Safe Harbor opened four weeks ago, Cunningham said, its founding greatly aided by about 2,000 pounds of nonperishable food items collected during the St. Patrick's Day Parade.

Since then, the group has worked to make a difference in the surrounding neighborhood. According to officials at Linsday Elementary School -- just one block away -- 81 percent of the 342 students at the school qualify for free and reduced-price lunch.

Those seeking to support Safe Harbor can contact organizers with monetary donations or food items by calling 989-894-1189. Cunningham said River Roar, slated for June 26 and 27 along the Saginaw River in Bay City, is to offer opportunities to donate food items to the kitchen.

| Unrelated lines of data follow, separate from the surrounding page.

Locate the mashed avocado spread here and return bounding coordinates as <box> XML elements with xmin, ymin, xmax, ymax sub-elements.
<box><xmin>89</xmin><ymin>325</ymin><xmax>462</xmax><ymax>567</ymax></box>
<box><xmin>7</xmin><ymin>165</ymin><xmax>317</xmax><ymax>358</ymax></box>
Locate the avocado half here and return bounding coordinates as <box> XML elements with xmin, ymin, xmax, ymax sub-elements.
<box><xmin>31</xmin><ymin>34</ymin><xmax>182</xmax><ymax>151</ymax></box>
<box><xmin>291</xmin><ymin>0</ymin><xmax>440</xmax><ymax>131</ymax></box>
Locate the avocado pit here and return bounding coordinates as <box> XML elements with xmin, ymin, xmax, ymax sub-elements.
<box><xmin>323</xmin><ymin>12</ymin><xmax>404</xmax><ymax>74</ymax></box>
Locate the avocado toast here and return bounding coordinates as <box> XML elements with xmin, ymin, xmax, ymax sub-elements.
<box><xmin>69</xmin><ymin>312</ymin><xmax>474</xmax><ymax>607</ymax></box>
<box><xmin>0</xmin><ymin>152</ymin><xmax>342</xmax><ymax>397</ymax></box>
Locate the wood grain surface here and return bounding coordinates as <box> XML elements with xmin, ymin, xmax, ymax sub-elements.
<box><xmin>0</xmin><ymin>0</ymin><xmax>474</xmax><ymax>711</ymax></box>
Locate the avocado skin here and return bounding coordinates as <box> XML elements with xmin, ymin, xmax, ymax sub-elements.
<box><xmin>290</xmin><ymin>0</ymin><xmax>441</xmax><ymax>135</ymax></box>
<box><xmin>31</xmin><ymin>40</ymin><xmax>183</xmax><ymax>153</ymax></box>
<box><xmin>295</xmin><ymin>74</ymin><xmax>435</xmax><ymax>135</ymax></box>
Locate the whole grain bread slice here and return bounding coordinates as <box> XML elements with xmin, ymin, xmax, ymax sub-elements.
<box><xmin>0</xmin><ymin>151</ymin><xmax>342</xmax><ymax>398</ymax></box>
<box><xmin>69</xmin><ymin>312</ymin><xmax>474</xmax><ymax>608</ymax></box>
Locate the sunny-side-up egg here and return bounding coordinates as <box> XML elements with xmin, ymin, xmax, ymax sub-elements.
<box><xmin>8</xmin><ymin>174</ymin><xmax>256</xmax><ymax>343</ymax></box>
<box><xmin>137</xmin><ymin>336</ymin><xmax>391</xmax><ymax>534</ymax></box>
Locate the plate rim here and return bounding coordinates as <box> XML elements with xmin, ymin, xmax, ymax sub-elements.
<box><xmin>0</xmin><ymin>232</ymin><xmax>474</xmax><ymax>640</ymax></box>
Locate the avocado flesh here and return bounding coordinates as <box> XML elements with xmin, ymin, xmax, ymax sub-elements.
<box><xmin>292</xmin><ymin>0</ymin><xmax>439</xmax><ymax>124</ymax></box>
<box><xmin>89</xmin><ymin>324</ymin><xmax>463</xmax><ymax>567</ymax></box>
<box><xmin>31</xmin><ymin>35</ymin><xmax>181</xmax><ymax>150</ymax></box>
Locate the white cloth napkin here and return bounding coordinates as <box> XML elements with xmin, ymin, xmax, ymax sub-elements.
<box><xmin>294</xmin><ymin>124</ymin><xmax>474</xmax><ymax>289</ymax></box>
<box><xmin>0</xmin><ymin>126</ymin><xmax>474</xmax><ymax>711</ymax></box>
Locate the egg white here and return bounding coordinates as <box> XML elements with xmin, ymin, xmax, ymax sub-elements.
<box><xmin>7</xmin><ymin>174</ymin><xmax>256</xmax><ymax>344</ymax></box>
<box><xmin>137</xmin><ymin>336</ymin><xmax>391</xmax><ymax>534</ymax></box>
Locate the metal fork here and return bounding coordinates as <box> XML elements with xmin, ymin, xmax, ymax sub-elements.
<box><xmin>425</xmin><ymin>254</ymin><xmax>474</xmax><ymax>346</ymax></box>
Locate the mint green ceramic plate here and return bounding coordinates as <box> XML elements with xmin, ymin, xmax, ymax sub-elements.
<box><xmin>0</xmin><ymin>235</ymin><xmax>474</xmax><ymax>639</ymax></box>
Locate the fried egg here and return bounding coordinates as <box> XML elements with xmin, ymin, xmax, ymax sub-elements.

Steve Roe, pastor at Riverwalk Baptist Church, said the future for the kitchen is a full-fledged community center. The next step in that direction, he said, would be larger facilities with space for food storage and a "clothing pantry."

Right now, though, the pastor said he's pleased with how well the program has taken off; the soup kitchen is seeing about 80 guests per week.

"Our clientele, it's not been just financially struggling, but people who don't socially fit in. We've created a little family," he said. "Everybody that has helped the program ... they all express that there's such a gratifying feeling of serving the community and helping others."